Fabio Capello has said England have no chance in the World Cup because the lack of a winter break leaves their players exhausted. Jose Mourinho rolls his eyes, speaks of his love of the intensity of the Christmas programme and then blames it for the injuries suffered by Frank Lampard and Branislav Ivanovic.
Raymond Verheijen, the outspoken Dutch coach, has repeatedly talked of how damaging it can be to play games two rather than three days apart. Players and coaches moan about time away from their families at Christmas.
It seems as if those inside the English game increasingly are in favour of falling in line with the rest of Europe and taking a couple of weeks off over Christmas.
It must be resisted.
For all the benefits of the Premier League in terms of the quality of football produced, the enhanced television coverage of games and the greater comfort and safety in stadiums, there has been one group who can legitimately wonder if they are better off now than they were in the 1980s.
That is what might loosely be known as “the traditional fan”, the people who would go to matches in all weather and stand on a lump of crumbling concrete to watch their team.
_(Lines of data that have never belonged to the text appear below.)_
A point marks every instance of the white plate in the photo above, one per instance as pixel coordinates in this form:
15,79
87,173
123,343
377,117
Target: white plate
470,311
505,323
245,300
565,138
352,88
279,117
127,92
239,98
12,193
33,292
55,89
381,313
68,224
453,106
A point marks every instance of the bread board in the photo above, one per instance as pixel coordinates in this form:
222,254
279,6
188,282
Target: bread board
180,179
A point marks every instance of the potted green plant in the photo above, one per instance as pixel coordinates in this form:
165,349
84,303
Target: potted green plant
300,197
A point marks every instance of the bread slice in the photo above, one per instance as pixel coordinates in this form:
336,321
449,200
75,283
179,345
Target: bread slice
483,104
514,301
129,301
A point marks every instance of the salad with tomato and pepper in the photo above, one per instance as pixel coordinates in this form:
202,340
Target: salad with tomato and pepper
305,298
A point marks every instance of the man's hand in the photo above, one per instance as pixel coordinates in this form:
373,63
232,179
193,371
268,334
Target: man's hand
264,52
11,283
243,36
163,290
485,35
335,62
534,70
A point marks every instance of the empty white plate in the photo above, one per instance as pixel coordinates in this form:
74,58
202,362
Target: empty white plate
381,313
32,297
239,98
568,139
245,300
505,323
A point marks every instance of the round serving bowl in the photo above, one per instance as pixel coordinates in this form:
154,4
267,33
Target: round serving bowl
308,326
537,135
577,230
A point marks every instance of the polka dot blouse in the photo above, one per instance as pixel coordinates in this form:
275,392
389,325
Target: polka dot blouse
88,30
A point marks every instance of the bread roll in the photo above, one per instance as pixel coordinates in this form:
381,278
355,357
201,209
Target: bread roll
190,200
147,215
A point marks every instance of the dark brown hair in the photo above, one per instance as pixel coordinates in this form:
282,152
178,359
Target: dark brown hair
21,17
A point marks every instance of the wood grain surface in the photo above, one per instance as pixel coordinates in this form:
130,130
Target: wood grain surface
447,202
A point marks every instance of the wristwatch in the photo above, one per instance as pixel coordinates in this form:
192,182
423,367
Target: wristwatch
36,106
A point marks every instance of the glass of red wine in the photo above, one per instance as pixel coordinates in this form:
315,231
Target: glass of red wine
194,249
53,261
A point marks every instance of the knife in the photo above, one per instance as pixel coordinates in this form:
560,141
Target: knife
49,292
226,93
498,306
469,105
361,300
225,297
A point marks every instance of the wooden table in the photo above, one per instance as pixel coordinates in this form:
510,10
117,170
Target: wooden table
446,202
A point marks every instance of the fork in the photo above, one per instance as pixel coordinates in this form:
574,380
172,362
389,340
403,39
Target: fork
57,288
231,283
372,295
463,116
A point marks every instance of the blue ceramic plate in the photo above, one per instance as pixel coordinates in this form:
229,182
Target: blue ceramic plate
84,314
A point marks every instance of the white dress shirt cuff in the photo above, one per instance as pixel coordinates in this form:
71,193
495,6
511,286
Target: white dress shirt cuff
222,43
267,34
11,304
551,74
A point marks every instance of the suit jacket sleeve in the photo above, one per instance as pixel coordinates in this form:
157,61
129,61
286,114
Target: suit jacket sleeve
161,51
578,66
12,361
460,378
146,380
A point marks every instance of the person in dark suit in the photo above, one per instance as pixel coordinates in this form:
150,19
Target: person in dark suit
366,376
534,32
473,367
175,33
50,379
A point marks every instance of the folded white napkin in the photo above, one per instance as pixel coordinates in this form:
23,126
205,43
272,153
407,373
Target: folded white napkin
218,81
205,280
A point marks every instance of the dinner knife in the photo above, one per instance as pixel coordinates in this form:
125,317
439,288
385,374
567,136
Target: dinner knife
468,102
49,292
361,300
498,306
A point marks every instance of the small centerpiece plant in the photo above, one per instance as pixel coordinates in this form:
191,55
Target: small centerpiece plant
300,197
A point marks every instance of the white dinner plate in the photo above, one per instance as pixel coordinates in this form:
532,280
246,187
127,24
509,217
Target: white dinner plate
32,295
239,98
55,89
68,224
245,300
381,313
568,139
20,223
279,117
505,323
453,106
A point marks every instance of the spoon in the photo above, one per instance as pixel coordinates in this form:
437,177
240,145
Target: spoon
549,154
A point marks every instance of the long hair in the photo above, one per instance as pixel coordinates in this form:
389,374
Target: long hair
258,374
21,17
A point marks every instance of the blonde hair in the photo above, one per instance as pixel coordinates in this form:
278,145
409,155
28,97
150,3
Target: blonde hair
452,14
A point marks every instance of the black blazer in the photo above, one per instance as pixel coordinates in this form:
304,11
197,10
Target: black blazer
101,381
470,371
They find themselves struggling against exorbitant ticket prices and increasingly hamstrung by a fixture list that means only around half of league games kick off at the traditional 3pm UK time on a Saturday.
Varied kick-off times may suit fans watching on television, particularly internationally, but they do not help game-goers.
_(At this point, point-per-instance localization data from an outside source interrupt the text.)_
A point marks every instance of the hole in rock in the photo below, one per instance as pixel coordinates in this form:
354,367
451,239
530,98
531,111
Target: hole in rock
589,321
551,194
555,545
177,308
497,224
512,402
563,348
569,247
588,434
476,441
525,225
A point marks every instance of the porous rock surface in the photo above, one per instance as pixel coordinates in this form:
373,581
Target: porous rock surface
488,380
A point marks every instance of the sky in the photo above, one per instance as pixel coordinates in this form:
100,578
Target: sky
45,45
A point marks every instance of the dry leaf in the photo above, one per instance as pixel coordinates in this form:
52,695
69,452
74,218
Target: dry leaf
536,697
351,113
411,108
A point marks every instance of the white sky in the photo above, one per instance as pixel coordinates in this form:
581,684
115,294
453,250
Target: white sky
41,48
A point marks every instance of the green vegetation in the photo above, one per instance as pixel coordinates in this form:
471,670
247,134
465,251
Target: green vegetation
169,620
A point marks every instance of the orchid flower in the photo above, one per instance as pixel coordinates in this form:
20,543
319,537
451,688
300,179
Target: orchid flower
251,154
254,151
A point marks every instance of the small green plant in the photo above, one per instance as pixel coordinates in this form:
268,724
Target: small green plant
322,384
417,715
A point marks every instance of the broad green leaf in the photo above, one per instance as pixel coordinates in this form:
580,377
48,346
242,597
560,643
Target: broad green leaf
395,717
The 3pm kick off allowed home fans to have lunch at home, pop out to meet friends, watch the game, head out afterward and still be home in time for dinner: it fitted the rhythm of the working week.
For many, the festive fixtures are part of the rhythm of the Christmas holidays, part of what makes English football special. It is a fixed point, a time to be with family or friends doing something rather than gawping at the television.
Speaking personally, the vast majority of the people I’m still in touch with from school, I know because I see them before or after the Boxing Day game.
People can argue about what the spirit of Christmas is, but the spirit of New Year is summed up by Auld Lang Syne, the Robert Burns poem traditionally sung just after midnight, which encourages us to “take a cup of kindness” lest “auld acquaintance be forgot”.
In bringing old friends together, football is fundamental to the spirit of the holidays.
And that can be felt in the atmosphere at Christmas games. Not only are crowds larger, they are usually somehow both more raucous and more mellow, characterised by a noisy mischievousness.
Those games are a reminder of the ideal of football as a laugh rather than the serious entertainment-business it has become; they are games in which the fan, for once, comes first (travel disruption notwithstanding). Four fixtures in a week and a half may be chaotic and exhausting, but they are also fun. Football loses that at its peril.